Some basic factors to think about include:
- Reliability. When the chips are down, you are going to be trusting your life, and
maybe your family's lives to this piece of equipment. It needs to be reliable. It needs to go bang
when you need it to, and never when you don't.
As in most other things in life, you mostly get what you pay for.
But as with other things, there is good quality, and then there is much too expensive, where
the extra money only buys very minor improvement, but lots of prestige. You are looking for
a tool, not a status symbol.
- Practicality. If you choose something that is too big and heavy you will soon tire of
carrying it around. It will be left at home or in the car more and more often, and the day you need it
it won't be with you.
- Concealability. Although in Oregon open carry is theoretically legal anywhere that you can
carry concealed (with a CHL), you probably want you gun concealed most of the time. The trade-off
you make is very small, easy to conceal guns with a limited number of rounds vs larger
guns with larger capacity, but somewhat more difficult to conceal. Your lifestyle and style of
dress will likely determine the best compromise for you.
- Comfort. People new to shooting are often surprised to hear that the comfort of a gun
is important. After all, its just a tool, and one that you rarely, if ever, use, right? The
truth is that shooting a pistol of any description is a lot more difficult than it appears.
Especially if you want to hit your target, and not something (or someone) else.
Practice is important, partly to develop shooting skills and good accuracy, but also because
when if and when you ever need to use that gun in a life and death situation you need to
be able to do so automatically. There is no time to think about where the safety is, which
way it needs to be moved, how to remove an empty magazine and insert another etc.
If the gun is uncomfortable in your hand, or if the recoil is uncomfortable, you won't
practice, and practice is essential.
- Effectiveness. There have been books written on this topic. The truth is that any
gun is better than no gun. Many people have been killed by .22LR bullets, and if that is what you
have to use, then do so, but be aware that although it can kill, killing isn't really what we
are looking for. You shoot an attacker to stop them. You need to stop them quickly.
There is little consolation in inflicting a fatal wound if it is going to take 30 minutes
before it does its work, and during that 30 minutes the attacker has succeeded in killing you.

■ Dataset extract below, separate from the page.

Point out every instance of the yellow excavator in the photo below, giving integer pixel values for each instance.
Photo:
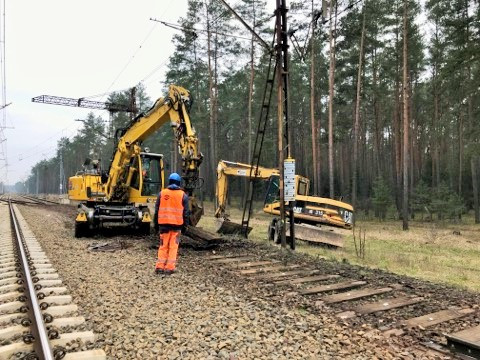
(135, 175)
(317, 219)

Much better to inflict a wound which may be fatal or not (you don't care) but which incapacitates
the attacker within seconds. In general you want a larger caliber bullet to deliver
a lot of energy into the attacker to achieve that. Any caliber above .380ACP will generally
be sufficient, with larger calibers being a little more effective. However, when we get to
the other extreme, say a .50 caliber Desert Eagle or .44 magnum, the practicality,
concealability and comfort considerations start to outweigh the marginal increase in
effectiveness. If there is an optimum
caliber, its probably 9mm (or just maybe .40). My personal opinion is that if 9mm is sufficient
for the US Army, its probably just fine for me.
Making the final choice
The above points all need to be borne in mind, but there will still remain a huge number
of guns matching the basic specifications you have decided upon. How to make the final choice?
Probably the worst thing you can do is let someone else make the decision for you.
However well meaning, however experienced, they are not you. Advice on what to look at
is fine, but you should make the final decision. If at all possible, you want to
shoot all of the guns you are considering. Not just one or two rounds, but a whole
box of ammo through each gun you are considering. Trying out different guns is not as
hard as you might think. Friends may well have a variety of different guns, and be willing
to take a trip to the range with you and let you try them out. If you don't have friends with
guns, there are public ranges that rent guns. In the Portland area there is The Place To Shoot
at Delta Park, and the Clackamas Public Safety range.